Thursday, February 21, 2008

Losing to Win


Last week I struggled, debated and listed every possible reason NOT to be on the conference call for WGD. I had sunk into the darkest place I have been in many, many years. In fact, I was actually scared, because I had slipped past the tipping point, a point at which I thought I had the power to do something or be some way to come out of it. I had exceptional justification- I was so depressed, I had nothing to offer, I was negative, and especially important, I had nothing to contribute to the call, and certainly not to the world.

I was on the call, thank God.

One of my stories has been that I was invisible, and I had been stretching to be outside that old story, yet it felt like it didn’t make a difference. What I (and all of the women of WGD) have taken on in our lives is represented by our participation and commitment to Women Going Down, but is not reflected by it. We have all taken on huge games in the world- in all kinds of arenas: relationships, family, health and fitness, career- all inside of what it means to be a contribution to the world. There is NO agreement in the world for taking on a huge game. It makes others uncomfortable when they suspect they don’t know who you are in the moment, and it takes courage to keep stepping out.

What had happened is that I found myself present to the world emerging around me, and none of it is familiar anymore, so it FEELS like chaos.
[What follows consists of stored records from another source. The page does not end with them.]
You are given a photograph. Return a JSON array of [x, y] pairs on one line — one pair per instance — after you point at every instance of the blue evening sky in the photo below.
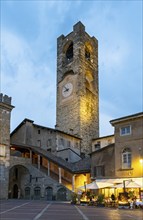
[[29, 32]]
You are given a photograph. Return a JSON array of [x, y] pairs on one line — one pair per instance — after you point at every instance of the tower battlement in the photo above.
[[5, 99]]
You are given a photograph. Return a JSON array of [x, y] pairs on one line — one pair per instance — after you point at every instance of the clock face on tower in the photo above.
[[67, 89]]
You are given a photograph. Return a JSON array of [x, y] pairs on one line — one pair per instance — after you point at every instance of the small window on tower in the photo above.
[[87, 54], [69, 52]]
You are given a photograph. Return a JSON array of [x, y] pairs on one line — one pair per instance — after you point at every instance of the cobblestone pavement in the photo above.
[[43, 210]]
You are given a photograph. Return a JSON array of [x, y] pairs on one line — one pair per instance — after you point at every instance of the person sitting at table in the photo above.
[[113, 197]]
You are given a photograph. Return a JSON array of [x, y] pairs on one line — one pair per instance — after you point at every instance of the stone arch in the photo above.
[[18, 175], [49, 193], [62, 194], [15, 191], [37, 192]]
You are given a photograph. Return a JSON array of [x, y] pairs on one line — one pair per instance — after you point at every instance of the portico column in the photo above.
[[31, 156], [73, 182], [48, 168], [60, 177], [38, 162]]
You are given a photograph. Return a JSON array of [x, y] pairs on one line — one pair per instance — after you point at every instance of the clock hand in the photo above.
[[66, 89]]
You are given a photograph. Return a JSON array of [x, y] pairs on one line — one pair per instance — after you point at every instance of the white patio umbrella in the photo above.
[[96, 185], [128, 184]]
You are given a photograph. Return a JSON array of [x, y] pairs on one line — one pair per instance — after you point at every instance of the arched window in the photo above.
[[126, 158]]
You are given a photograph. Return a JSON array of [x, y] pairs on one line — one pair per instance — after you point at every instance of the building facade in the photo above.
[[123, 158]]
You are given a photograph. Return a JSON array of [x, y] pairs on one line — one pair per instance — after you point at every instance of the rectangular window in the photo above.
[[125, 130], [126, 161], [97, 145], [99, 171]]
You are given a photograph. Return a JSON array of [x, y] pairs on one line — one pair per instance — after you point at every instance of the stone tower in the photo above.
[[5, 113], [77, 86]]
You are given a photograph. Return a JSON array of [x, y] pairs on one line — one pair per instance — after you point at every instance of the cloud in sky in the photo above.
[[29, 31]]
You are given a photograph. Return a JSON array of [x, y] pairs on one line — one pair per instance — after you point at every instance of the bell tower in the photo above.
[[77, 86]]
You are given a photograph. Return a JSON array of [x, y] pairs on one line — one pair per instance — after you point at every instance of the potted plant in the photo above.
[[100, 200], [73, 198]]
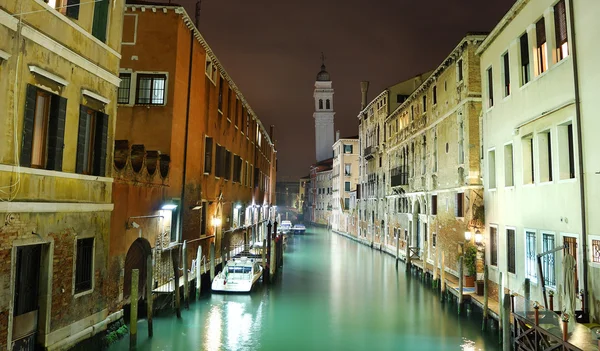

I was so confronted by so much change simultaneously, that my desperate and failed attempts to control everything left me in a dreadfully uncomfortable place. I had no past references to compare it to, and to measure my “success”, so I , left to my own devices, called it failure. It seemed as though everything I was doing was showing up half-assed.

On the call, we considered failing as a matter of course of having taken on more than we know ourselves to be. We are actually WILLING to play a game of losing (failing), ongoingly, to win.
One thing we identified as being a missing piece is acknowledgement. My whole world, and indeed my experience of myself, completely shifted as a result of Naughty Zoot’s magnificent acknowledgement. The experience was so profound and miraculous that I am taking a deeper look at this during the week, and will make it the subject of my next blog. It made a huge difference to in conversation with extraordinary women, celebrating breakdowns as acknowledgement for being on the court. For playing the game we will lose, over and over, to win.